Most predictive connections and nodes for each FC-deficit model. (Left) The top 200 connections driving each FC-behavior model are projected back on to a semitransparent cerebrum (PALS atlas). Green connections indicate positive weights (increased FC predicts better performance), and orange connections indicate negative weights (increased FC predicts worse performance). The subset of the 324 parcels included in the top 200 weights are displayed as spheres, sized according to their contribution to the model. (Lower) Weights from each FC-behavior model are divided into four groups: interhemispheric positive, interhemispheric negative, intrahemispheric positive, and intrahemispheric negative. Bars indicate the average contribution of each of the four groups. The average across models is shown at the bottom right. An ANOVA indicates a significant difference in contribution of the four connection types (P = 1.6 × 10⁻⁶).

Fig. S7.

FC-deficit and lesion-deficit maps. (Left) The top 200 connections driving each FC-behavior model are projected back onto a semitransparent cerebrum (PALS atlas). Green connections indicate positive weights (increased FC predicts better performance); orange connections indicate negative weights (increased FC predicts worse performance). Also displayed are the 324 nodes, sized according to their contribution to the model. (Right) Lesion-deficit model weights projected on to a Montreal Neurological Institute brain atlas. Weights are normalized to have a mean of 0 and SD of 1.

Fig. 5.

Network view of FC-deficit domain models. Positive weights are divided up by RSN to determine network influence. RSNs with at least 8 parcels are included (9 out of 13 RSNs).
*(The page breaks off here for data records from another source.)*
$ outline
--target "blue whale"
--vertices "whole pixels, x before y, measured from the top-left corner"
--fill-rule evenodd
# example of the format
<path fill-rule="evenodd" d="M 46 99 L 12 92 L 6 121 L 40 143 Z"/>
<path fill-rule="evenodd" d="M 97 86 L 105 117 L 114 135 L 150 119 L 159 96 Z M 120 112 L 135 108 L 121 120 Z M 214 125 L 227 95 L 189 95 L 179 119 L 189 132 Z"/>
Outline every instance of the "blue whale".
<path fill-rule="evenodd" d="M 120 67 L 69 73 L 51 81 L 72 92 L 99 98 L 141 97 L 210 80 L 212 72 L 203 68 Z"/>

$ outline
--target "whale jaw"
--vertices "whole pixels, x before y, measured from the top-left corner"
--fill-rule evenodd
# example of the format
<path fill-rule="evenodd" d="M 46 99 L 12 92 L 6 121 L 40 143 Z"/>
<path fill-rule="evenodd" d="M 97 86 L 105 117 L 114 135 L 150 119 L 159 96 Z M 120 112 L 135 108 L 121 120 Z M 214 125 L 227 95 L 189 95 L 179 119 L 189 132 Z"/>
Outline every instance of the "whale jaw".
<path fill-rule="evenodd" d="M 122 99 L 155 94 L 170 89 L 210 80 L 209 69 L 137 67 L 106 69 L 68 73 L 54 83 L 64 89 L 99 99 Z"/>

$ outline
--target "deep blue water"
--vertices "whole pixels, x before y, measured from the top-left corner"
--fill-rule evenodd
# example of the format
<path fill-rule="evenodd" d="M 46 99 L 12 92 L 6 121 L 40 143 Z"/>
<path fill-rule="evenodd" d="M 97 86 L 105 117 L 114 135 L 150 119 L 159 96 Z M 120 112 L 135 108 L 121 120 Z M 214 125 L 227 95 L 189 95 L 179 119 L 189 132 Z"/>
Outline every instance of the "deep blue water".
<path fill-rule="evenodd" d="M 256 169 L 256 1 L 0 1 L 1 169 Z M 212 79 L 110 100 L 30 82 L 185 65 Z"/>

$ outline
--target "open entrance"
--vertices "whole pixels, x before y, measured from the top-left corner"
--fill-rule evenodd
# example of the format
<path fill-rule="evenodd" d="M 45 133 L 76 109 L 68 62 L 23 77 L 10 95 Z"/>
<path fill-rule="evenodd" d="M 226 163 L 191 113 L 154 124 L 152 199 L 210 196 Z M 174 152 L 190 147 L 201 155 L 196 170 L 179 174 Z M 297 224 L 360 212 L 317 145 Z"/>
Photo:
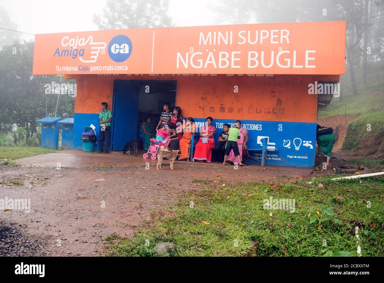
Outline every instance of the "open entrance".
<path fill-rule="evenodd" d="M 176 81 L 122 80 L 114 83 L 111 133 L 112 150 L 122 150 L 127 142 L 141 140 L 140 125 L 147 116 L 156 127 L 168 102 L 176 102 Z M 139 143 L 141 149 L 142 142 Z"/>

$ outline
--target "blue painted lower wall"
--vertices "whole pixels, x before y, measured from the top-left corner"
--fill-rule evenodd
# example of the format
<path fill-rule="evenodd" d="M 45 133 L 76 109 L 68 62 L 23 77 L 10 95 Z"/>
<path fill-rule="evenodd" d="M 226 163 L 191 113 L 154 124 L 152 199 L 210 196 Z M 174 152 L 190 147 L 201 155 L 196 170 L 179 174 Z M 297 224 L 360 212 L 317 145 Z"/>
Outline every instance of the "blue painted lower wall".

Node sizes are proportional to the contribution of within-network connections. Edge thicknesses are proportional to the weighting of between-network connections. Grayed edges [e.g., DMN-visual network (VIS) in the attention model] indicate no between-network weights. Network diagrams are generated using Gephi (68).

Fig. 6.

Multitask learning shared weights. (A) The MTL model explains 28.7% variance across all domains. (B) The top 200 weights for the MTL shared features are visualized in the brain. (C) Weights are divided into four groups: interhemispheric positive, interhemispheric negative, intrahemispheric positive, and intrahemispheric negative. (D) Weights visualized by RSN. Node sizes are proportional to the average contribution of all within-network connections. Edge thicknesses are proportional to the average weighting of all between-network connections. (E) Shared weights are projected to the 324 surface parcels.

Fig. S8.

Motor and visual pattern deviation results separated by lesioned hemisphere. (A) Motor and visual function were predicted separately for the left and right hemisphere lesion and then combined to determine prediction accuracy. (B) Prediction accuracy is calculated separately for right lesion and left lesion patients. Note that left motor deficit is predicted for the ipsilesional hand, the FC-deficit significantly predicts ipsilesional function for both the left and right, but lesion-deficit model does not.